Par ordonnance du 10 avril 2007, signifiée le 27 avril 2007, la Société ALPHA a été condamnée à payer à la Société CLARINS FRANCE la somme de 40.000 francs avec les intérêts au taux légal à compter du 25 mars 2005, outre une somme de 700 € au titre de l'article 700 du Code de procédure civile. Cependant, les mesures d'exécution ont été vaines : le commandement aux fins de saisie vente signifié le 3 mai 2007 s'est avéré infructueux et le procès-verbal de saisie vente a été transformé en procès-verbal de carence, les locaux étant en cours de déménagement le 30 juillet 2007.

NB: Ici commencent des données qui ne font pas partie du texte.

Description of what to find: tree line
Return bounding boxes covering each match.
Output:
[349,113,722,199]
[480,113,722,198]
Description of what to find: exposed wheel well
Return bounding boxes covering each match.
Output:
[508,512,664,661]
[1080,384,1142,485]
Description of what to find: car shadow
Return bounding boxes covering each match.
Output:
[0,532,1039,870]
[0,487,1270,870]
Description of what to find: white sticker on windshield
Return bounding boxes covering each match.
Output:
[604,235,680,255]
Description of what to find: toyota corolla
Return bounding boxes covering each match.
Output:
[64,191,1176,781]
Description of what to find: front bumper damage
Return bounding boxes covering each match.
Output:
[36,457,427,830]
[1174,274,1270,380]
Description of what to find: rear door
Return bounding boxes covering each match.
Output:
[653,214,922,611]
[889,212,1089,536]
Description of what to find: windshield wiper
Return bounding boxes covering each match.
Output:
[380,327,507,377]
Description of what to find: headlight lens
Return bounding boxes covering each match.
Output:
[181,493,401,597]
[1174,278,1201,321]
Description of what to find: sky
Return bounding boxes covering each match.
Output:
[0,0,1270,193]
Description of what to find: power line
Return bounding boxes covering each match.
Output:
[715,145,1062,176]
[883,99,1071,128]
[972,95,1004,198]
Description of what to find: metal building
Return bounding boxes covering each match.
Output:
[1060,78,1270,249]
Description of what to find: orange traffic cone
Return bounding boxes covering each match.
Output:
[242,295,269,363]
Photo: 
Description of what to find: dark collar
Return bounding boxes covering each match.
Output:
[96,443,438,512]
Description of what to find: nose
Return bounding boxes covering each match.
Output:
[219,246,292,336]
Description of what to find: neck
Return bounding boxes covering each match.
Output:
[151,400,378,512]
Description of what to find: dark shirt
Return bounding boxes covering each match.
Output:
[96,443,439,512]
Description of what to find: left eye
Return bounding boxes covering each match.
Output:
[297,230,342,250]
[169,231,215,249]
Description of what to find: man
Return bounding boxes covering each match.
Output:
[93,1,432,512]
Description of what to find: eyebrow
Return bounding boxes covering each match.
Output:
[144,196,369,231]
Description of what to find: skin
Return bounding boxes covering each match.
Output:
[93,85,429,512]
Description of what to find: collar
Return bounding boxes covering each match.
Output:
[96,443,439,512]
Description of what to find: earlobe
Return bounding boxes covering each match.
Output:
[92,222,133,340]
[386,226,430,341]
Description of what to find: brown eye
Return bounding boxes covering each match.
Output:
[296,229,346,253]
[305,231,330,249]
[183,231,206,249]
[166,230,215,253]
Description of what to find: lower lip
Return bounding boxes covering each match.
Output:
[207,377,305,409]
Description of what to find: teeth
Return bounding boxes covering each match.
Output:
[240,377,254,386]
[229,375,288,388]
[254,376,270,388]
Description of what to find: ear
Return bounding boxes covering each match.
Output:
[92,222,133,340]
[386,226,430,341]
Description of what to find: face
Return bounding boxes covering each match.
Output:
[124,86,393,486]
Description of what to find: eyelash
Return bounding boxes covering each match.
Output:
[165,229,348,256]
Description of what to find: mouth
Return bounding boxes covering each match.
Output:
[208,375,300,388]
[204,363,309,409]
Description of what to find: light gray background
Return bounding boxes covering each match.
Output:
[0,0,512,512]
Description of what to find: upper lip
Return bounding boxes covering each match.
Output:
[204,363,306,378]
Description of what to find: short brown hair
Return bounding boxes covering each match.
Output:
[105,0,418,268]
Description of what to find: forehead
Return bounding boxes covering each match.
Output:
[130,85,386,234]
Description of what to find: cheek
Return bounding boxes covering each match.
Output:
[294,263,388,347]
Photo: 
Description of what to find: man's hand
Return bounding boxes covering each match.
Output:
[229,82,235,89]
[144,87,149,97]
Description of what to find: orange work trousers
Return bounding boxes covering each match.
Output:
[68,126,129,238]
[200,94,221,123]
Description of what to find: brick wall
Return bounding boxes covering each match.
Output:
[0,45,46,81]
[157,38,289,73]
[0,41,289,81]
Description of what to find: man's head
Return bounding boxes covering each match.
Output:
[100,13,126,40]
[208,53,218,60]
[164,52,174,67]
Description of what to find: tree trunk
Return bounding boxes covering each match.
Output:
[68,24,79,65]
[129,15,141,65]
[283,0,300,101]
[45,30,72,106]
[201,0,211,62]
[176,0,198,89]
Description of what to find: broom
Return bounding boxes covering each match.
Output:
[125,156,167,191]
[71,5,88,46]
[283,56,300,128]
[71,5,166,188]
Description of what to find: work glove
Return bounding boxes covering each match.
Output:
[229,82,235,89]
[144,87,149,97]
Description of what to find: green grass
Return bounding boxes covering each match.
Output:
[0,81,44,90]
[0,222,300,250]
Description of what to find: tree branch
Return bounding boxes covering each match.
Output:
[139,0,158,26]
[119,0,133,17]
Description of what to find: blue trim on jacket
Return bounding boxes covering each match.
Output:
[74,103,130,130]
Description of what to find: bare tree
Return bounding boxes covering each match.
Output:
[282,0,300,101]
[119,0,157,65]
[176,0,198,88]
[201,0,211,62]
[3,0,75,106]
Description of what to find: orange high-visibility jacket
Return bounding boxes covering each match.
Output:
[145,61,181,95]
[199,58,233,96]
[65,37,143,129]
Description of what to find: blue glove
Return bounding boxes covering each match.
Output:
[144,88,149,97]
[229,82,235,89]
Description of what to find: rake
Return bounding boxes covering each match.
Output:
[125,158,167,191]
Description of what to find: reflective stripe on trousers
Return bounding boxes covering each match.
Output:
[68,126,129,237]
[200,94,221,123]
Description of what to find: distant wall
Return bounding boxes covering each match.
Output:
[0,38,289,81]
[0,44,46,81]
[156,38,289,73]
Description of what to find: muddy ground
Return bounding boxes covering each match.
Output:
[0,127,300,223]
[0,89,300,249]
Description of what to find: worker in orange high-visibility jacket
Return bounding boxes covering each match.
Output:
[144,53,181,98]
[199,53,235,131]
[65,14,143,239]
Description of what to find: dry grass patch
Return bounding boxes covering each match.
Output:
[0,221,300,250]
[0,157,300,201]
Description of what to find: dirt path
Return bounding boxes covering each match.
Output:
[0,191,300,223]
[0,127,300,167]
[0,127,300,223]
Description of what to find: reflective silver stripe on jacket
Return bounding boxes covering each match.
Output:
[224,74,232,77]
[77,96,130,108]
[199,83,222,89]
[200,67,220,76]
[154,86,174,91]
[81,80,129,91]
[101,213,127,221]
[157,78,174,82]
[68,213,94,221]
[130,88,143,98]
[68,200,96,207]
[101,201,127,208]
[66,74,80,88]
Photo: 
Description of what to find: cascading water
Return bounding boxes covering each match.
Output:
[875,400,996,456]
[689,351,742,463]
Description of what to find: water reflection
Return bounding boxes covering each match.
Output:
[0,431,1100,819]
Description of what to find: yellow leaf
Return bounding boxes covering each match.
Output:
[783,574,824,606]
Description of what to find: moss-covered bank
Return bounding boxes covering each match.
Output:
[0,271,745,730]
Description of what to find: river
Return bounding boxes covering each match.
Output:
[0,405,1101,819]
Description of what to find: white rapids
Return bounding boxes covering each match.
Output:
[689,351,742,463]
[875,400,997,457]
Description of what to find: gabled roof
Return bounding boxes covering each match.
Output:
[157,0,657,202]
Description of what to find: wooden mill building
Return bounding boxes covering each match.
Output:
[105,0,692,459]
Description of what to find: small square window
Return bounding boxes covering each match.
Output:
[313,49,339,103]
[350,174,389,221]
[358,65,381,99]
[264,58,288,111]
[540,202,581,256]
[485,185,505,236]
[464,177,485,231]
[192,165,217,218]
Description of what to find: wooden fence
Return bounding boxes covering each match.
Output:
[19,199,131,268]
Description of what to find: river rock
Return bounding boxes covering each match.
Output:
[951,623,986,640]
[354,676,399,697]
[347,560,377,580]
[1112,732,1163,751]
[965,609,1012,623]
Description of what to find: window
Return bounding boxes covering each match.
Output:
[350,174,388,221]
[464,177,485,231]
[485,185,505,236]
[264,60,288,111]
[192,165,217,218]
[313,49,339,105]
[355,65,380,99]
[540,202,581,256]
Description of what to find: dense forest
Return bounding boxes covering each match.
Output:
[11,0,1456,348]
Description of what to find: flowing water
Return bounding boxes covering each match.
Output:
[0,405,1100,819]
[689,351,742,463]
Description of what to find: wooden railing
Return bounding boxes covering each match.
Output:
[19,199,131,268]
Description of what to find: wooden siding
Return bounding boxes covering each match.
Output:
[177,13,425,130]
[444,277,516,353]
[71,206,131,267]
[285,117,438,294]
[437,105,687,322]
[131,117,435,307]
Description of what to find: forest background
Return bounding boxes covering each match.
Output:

La Société CLARINS FRANCE admet ne pas avoir déclaré sa créance au passif de la liquidation judiciaire de la Société ALPHA, procédure collective ouverte par un jugement du Tribunal de commerce de NANTERRE du 15 septembre 2008, mais ce défaut de déclaration de créances n'emporte plus extinction de la créance de la Société CLARINS FRANCE au regard des dispositions de l'article L. 622-26 nouveau du Code de commerce ; M. Michel ARNAL ne rapporte pas la preuve en l'espèce de l'existence d'un préjudice en lien de causalité avec ce défaut de déclaration de la créance.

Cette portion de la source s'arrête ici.